Tal como acontece en el teatro de operaciones financieras de la Unión Europea, en el planeta de la tauromaquia también se presentan turbulencias, nubarrones, operadores rajatablas y negocios incompatibles. Toda una batalla entre tirios y troyanos. La amenaza frontal proviene de grupetes de antitaurinos a sueldo, ni siquiera sicarios o corsarios, sino filiembusteros.

Pero lo peor, lo lamentable de esta guerra sacra –es un decir solamente porque no hay guerra santa  y beneficiosa para la humanidad en su conjunto- es que no siempre los peores y más temibles enemigos que nos acosan están afuera, sino que conviven dentro de la casa.

Estos concubinos, usurpan nuestros sueños, nuestra afición, luego los venden, los “marquetean” bien, los negocian. Trafican con nuestras ilusiones y terminan denigrándolas. Aquí reafirmo, y pido perdón por cargar la tinta y exagerar tal vez, cuando digo que las mayores adversidades no  provienen de afuera, sino que habitan en nuestra íntima caverna de Altamira y oran con sus ropajes fariseos en nuestro propio templo.

Señores empresarios y ganaderos, los aficionados respetamos su propia pasión taurina y sus legítimas preocupaciones comerciales, por lo demás, tan necesarias para la sobrevivencia y vigencia de la fiesta brava. Lo reconocemos. Pero tal vez ustedes no sientan las penas, decepciones y frustraciones de quienes amamos profundamente a la fiesta de los toros como adora la montaña a la rosa y al clavel, al rocío que los ayuda a fecundarse.

Salvo error mío, o mejor parecer de ustedes respetados lectores, creo pertinente haber trazado este deslinde para ocuparme de una tarde como la del domingo en Acho, que pudo hundirse en el olvido por el pobre encierro que presentó don Roberto Puga y, sin embargo, tuvo fulgores fatuos del toreo de Miguel Ángel Perera y resplandores inextinguibles, deslumbrantes, de Enrique Ponce, el Maestro de Lima, todo un catedrático.
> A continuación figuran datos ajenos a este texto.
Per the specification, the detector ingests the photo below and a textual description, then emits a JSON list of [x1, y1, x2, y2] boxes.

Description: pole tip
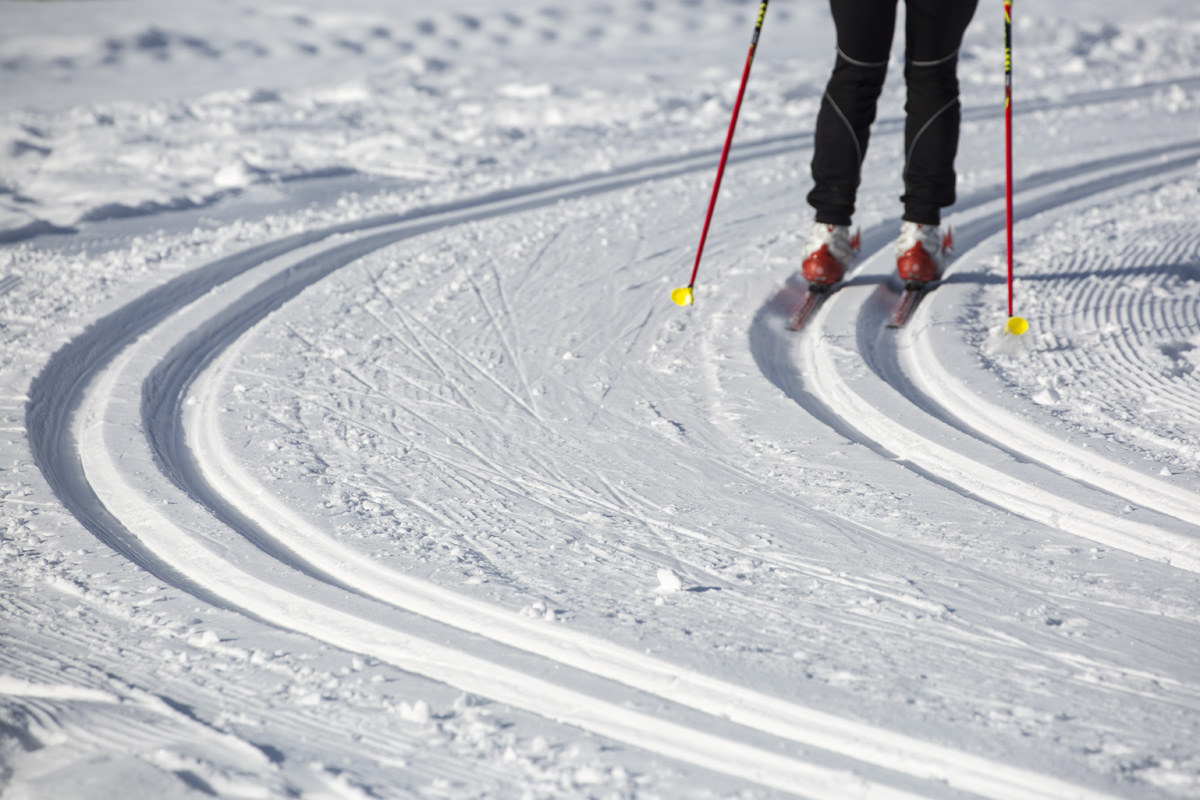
[[1006, 316, 1029, 335], [671, 286, 695, 306]]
Más de un entendido en las dehesas me retrucará que la casta y bravura de un toro de lidia no determinan necesariamente su rendimiento en el albero, que cada toro es un misterio una vez que traspasa el dintel de la puerta de los toriles. Pero el peso, el trapío, la edad y la presentación de un encierro también son capitales en un cartel de postín de una plaza de primera categoría como Acho.
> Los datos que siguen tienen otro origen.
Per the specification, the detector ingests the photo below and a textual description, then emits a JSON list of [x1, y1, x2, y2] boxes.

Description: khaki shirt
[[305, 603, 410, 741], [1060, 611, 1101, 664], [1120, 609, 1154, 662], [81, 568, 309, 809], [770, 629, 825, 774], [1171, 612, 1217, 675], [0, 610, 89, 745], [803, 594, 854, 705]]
Solo dos ejemplares de Puga se salvaron de los pitos, protestas y abucheos. Mala suerte de Sebastián Castella. Acaso su primero hubiera sido lo mejor del encierro.

Sabio se llamaba ese torito castaño oscuro, alegre y codicioso, poderoso en la pica, que tuvo que ser cambiado porque se le rompió el pitón derecho. Algo de juego  dio el reemplazante, un novillote, al que el espada no supo matar certeramente. Peor suerte tuvo con su segundo enmigo que no le permitió nada de nada.

Guardemos por ahora en el baúl de lo inservible nuestros denuestos y lamentos. Mejor hablemos y escribamos de lo mejor de esta tarde.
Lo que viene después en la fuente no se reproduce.